THE HAIR WHIP!

Your occasional source for heavy metal, progressive rock and hard rock coverage. Whenever I feel like it.

Saturday, October 17, 2009

CD Review: Marillion--The Thieving Magpie (La Gazza Ladra)


Marillion on the cover of The Thieving Magpie. Clockwise from left: Pete Trewavas, Ian Mosely, Mark Kelley, Steve Rothery, Fish. Painting by Mark Wilkinson. © 1988 EMI Records


In the midst of all these 30th anniversary Marillion festivities comes the welcome CD reissue of the band's "farewell to Fish" double live album, The Thieving Magpie. Titled after the band's choice of opening music on their 1987 Clutching at Straws tour, the set has been out of print for a number of years. It finally takes its place among the EMI Marillion Remasters, completing the project some twelve years after its start.

This is sort of a "greatest hits live" compilation, with performances from the band's 1984, 1985 and 1987 tours. Throughout, the boys from Aylesbury (and one from Dalkeith) are in magnificent form, from the opening thunder of "Slainte Mhath" to the powerful performances of Fish-era classics "He Knows You Know," "Fugazi" and of course, "Script for a Jester's Tear." Fish's tremendous stage presence bursts out of the speakers on the one-two punch of "Incommunicado". and "White Russian." The rest of the band is in excellent fettle here, with Steve Rothery's laser-like guitar and Mark Kelly's keyboard washes leading the charge over the underrated rhythm powerhouse of Pete Trewavas and Ian Mosely. And these are better performances than on the studio albums, showing that early Marillion, like most of their music, sounds better live.
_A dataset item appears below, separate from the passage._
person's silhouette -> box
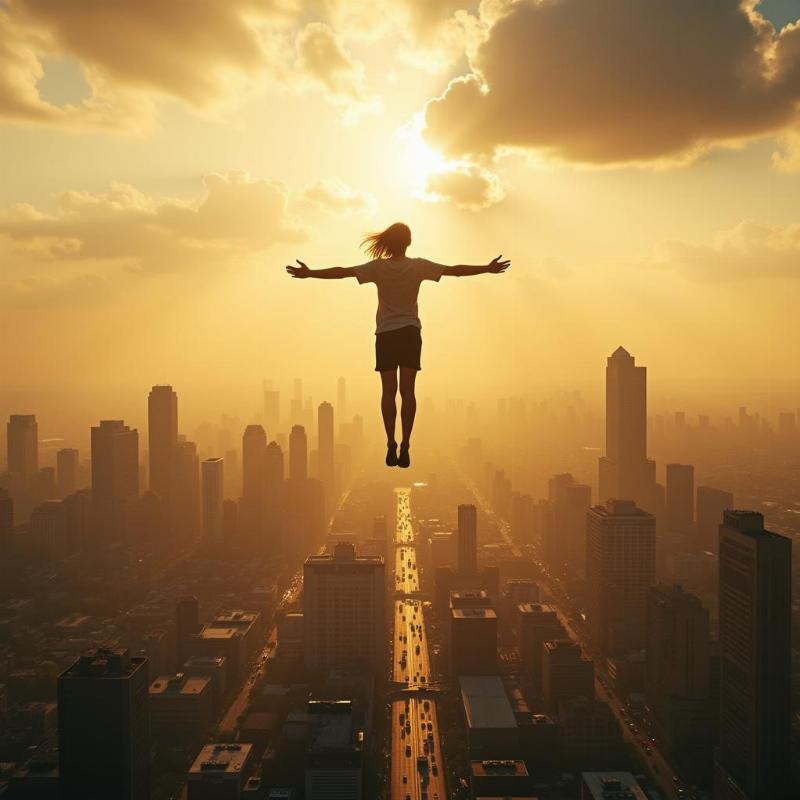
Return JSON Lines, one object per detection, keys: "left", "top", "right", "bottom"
{"left": 286, "top": 222, "right": 510, "bottom": 468}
The real highlight though is the second disc, a complete and definitive live recording of the band's third album, Misplaced Childhood. The presence of an odd dropped note or Fish ad-lib makes the performance even more convincing. The saga of the first side, with its sad tales of alcoholics, prostitutes and lost romance culminates in the unstoppable crescendo of "Heart of Lothian." The band digs hungrily into the lyric mysteries and rhythmic complexity of "Blind Curve"--Mosely sounds incredibly relaxed playing in 7/8! These great songsemerge here with fresh clarity, helped by audience participation on "Childhood's End?" (with an extended Rothery solo) and the climactic, martial "White Feather."